Around town and along the entrance to the dirt road where the bunker was sunk into Mr. Dykes's land, people began arguing in favor of allowing bus drivers to carry guns.

"I follow the old Boy Scout's motto – 'be prepared,' " said James Alexander, 72, who said he sleeps with a gun by his pillow. "I cannot foresee a way to prevent this without shooting the guy."

Although reporters were held across the highway from a red dirt road that leads into the little neighborhood of about 13 houses, and there were no major developments to report on Thursday, the story cycled through coverage of state and national hearings on gun violence and mental health prompted by the shootings in Newtown, Conn., in December.

"It's crazy," said Tyler Cobb, a high school junior who was one of more than 90 students who met to pray for Ethan on Wednesday. "It happened in Connecticut. But it really hits home when it happens here. Our little town on CNN. It's just weird."

Five more formal prayer vigils were held Wednesday, and on Thursday members of a church youth group gathered to pray across the highway from the road that leads to bunker.

Prayer took hold on social media sites, too. A Twitter call to pray for Ethan gained steam.
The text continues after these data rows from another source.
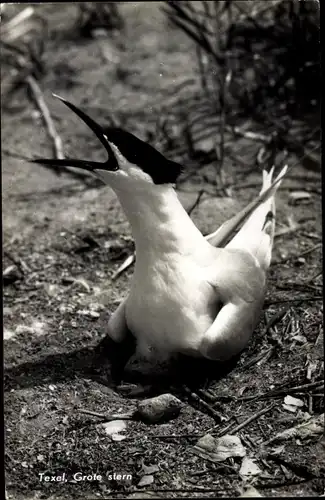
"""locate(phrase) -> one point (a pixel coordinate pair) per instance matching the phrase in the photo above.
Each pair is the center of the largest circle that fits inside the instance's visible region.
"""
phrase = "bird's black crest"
(145, 156)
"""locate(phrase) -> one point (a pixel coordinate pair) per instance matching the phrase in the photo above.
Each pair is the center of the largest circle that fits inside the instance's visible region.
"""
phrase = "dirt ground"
(65, 240)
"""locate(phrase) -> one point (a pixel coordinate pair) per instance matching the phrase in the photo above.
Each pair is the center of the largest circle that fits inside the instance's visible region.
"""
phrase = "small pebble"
(159, 409)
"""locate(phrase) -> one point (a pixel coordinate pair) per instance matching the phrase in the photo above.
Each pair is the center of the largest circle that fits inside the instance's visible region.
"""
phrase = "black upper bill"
(110, 164)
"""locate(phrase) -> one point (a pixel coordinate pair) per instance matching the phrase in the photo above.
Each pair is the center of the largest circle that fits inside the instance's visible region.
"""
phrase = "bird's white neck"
(159, 221)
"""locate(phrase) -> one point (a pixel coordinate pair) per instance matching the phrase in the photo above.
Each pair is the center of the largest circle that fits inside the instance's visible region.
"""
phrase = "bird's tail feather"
(257, 233)
(228, 229)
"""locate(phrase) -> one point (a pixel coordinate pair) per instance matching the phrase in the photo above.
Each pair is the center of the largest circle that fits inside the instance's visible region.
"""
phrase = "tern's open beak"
(110, 164)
The bus driver, Charles Albert Poland Jr., 66, encountered Mr. Dykes as he drove children home from school Tuesday. Mr. Dykes, according to police reports based on interviews with children who were on the bus, demanded two boys between the ages of 6 and 8.

Mr. Poland held Mr. Dykes back at the front of the bus while children escaped out the back. He then was hit with as many as four bullets from a 9-millimeter pistol. The well-liked driver was quickly called a hero by people who live here.

With the driver down, Mr. Dykes grabbed two children, the police said. One escaped. Ethan may have frozen or fainted, allowing Mr. Dykes to take him swiftly from the bus.

Tim Byrd, chief investigator with the Dale County Sheriff's Office, told the Southern Poverty Law Center's Hatewatch blog that Mr. Dykes was a Vietnam veteran suffering from post-traumatic stress who "did not trust the government."

He was also scheduled to face charges of menacing in court Wednesday after neighbors claimed he shot a gun at them in a dispute over someone driving on his property.

Meanwhile, the community did what small communities do. It didn't take long for church goers to start cooking, joining the Salvation Army and the Red Cross in efforts to feed more than 50 weary F.B..I negotiators and law enforcement officers from at least eight agencies.

"Everybody wants to help, everybody is talking about the boy," said Lisa Boatwright, a secretary at a nearby church. "But there's only one thing we can do: pray this ends safely."

Robbie Brown reported from Midland City, Ala., and Kim Severson from Atlanta.